Hastings Technology Metals has announced a binding agreement with Wyloo Consolidated Investments to form a joint venture (JV) over the Yangibana rare earths and niobium project, giving Wyloo a 60% stake in the project and management control as it moves toward development.
Hastings will retain a 40% interest in the unincorporated JV, while Wyloo will lead efforts on project development, financing and technical delivery.
The agreement follows a non-binding term sheet announced in February.
The JV aims to bring Yangibana to a final investment decision and production, delivering a rare earths and niobium operation in Western Australia’s Gascoyne region.
“We are extremely pleased to have entered into the transaction agreement with Wyloo for the conditional sale of an interest in the Yangibana project and formation of a JV. The JV will significantly de-risk Yangibana and reduce the capital contribution required from Hastings’ shareholders, whilst enabling Hastings to maintain a meaningful interest in the Yangibana project,” said Hastings executive chairperson Charles Lew.
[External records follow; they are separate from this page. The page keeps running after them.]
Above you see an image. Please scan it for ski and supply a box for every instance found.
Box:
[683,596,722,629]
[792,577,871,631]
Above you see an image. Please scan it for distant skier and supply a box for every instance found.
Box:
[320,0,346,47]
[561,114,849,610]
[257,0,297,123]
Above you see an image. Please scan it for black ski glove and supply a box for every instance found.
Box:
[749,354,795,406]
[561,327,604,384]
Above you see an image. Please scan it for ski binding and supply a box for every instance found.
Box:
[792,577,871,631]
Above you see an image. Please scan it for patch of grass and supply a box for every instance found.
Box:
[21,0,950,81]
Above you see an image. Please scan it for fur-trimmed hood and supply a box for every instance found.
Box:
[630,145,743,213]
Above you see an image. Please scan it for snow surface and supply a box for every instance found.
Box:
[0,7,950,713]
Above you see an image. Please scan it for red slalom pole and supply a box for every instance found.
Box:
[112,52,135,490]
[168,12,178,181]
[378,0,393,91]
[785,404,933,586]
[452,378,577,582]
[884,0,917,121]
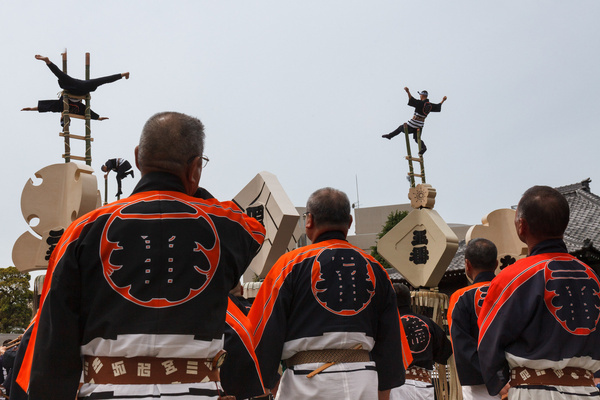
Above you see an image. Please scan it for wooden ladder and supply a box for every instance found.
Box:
[59,50,94,166]
[404,124,426,187]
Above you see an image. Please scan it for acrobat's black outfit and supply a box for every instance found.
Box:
[46,62,123,96]
[104,158,133,197]
[383,96,442,155]
[37,98,100,119]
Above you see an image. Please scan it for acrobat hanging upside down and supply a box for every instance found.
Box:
[381,87,448,156]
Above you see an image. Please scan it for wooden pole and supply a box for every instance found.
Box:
[404,124,415,187]
[85,53,92,166]
[61,49,71,163]
[104,175,108,205]
[417,128,426,183]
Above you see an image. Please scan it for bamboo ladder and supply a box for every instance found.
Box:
[404,124,426,187]
[59,50,94,166]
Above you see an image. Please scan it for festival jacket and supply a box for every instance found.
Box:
[249,232,410,390]
[28,172,265,400]
[399,307,452,370]
[478,239,600,395]
[448,271,495,386]
[220,294,265,400]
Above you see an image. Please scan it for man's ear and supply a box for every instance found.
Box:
[133,146,141,171]
[183,157,202,196]
[304,213,315,229]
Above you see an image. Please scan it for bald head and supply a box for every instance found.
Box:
[517,186,569,240]
[137,112,204,175]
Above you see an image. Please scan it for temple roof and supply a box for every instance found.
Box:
[388,178,600,281]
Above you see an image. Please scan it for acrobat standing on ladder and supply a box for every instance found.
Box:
[35,54,129,96]
[381,87,448,156]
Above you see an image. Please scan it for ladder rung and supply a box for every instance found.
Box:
[59,132,94,142]
[63,154,87,161]
[63,91,91,100]
[63,113,90,119]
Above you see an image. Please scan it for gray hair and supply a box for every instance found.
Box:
[306,187,352,229]
[517,186,569,238]
[138,112,204,173]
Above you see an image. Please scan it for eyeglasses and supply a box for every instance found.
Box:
[187,156,210,168]
[202,156,210,168]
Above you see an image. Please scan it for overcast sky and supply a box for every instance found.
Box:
[0,0,600,274]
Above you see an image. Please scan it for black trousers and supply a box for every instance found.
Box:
[46,63,122,96]
[388,124,427,153]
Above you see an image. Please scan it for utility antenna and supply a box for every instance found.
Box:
[352,175,360,208]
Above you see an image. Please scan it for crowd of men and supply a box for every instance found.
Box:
[2,112,600,400]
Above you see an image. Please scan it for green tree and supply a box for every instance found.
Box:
[0,267,33,333]
[371,211,408,268]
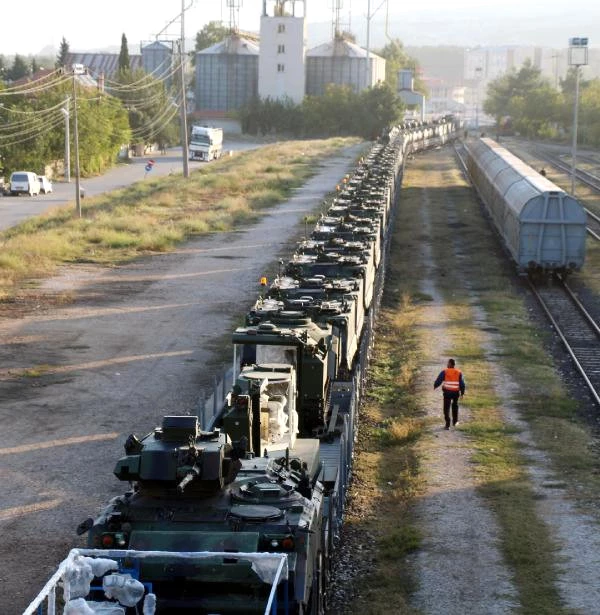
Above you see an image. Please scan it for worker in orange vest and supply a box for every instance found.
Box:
[433,359,465,429]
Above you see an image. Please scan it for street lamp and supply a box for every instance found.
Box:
[73,64,84,218]
[475,66,483,130]
[569,37,588,196]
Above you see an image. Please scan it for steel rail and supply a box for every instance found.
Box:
[528,276,600,406]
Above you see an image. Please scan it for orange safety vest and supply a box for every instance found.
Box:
[442,367,461,393]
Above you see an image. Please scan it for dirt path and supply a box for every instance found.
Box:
[414,188,516,615]
[407,152,600,615]
[0,147,359,615]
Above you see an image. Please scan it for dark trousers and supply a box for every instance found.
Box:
[444,391,460,427]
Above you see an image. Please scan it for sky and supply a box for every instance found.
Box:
[0,0,600,56]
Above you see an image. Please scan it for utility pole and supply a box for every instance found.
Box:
[179,0,190,177]
[60,98,71,184]
[569,37,588,196]
[73,67,81,218]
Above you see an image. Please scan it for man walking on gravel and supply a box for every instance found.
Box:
[433,359,465,429]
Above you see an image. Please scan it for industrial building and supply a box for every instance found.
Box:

“With substantial investment in supporting infrastructure having been completed at Yangibana, the JV will be well placed to move forward with the construction and development of a global Tier 1 rare earths and niobium project,” Lew said.
“Going forward, Hastings will focus on its Ark Gold and Brockman niobium and heavy rare earths projects, which are expected to generate additional long-term value to shareholders.”
Wyloo CEO Luca Giacovazzi welcomed the partnership. “We look forward to working with the Hastings team as we transition the world-class Yangibana project to the Yangibana JV over the coming months. As rare earths continue to play a key role in the energy transition, Yangibana will be well placed to become a globally significant supplier of green critical minerals,” he said.
As one of the most advanced rare earths projects in the world, Yangibana will be able to produce concentrate within 18 months from a final investment decision (FID).
“Together with our 19.9% stake in Neo Performance Materials, we are excited to explore the potential of this rare earths mine to magnet supply chain as part of our expanded portfolio of critical minerals projects,” Giacovazzi said.
As part of the transaction, Wyloo will cancel all outstanding exchangeable notes owed by Hastings, effectively retiring the debt early ahead of its October 2025 maturity. Hastings will also pay A$7.4-million to Wyloo, representing the value of remaining Neo Performance Materials shares previously transferred as part of a February settlement.
Wyloo will fund its pro-rata share of the remaining capital costs, with Hastings’ equity requirement expected to reduce to A$32-million at FID, based on a 50:50 gearing structure. Wyloo has an option to increase its stake in the project to 70%.
Completion of the transaction remains subject to shareholder and regulatory approvals, with a general meeting expected in June.
The JV covers both Stage 1 of Yangibana’s beneficiation plant and its Stage 2 hydrometallurgical plant.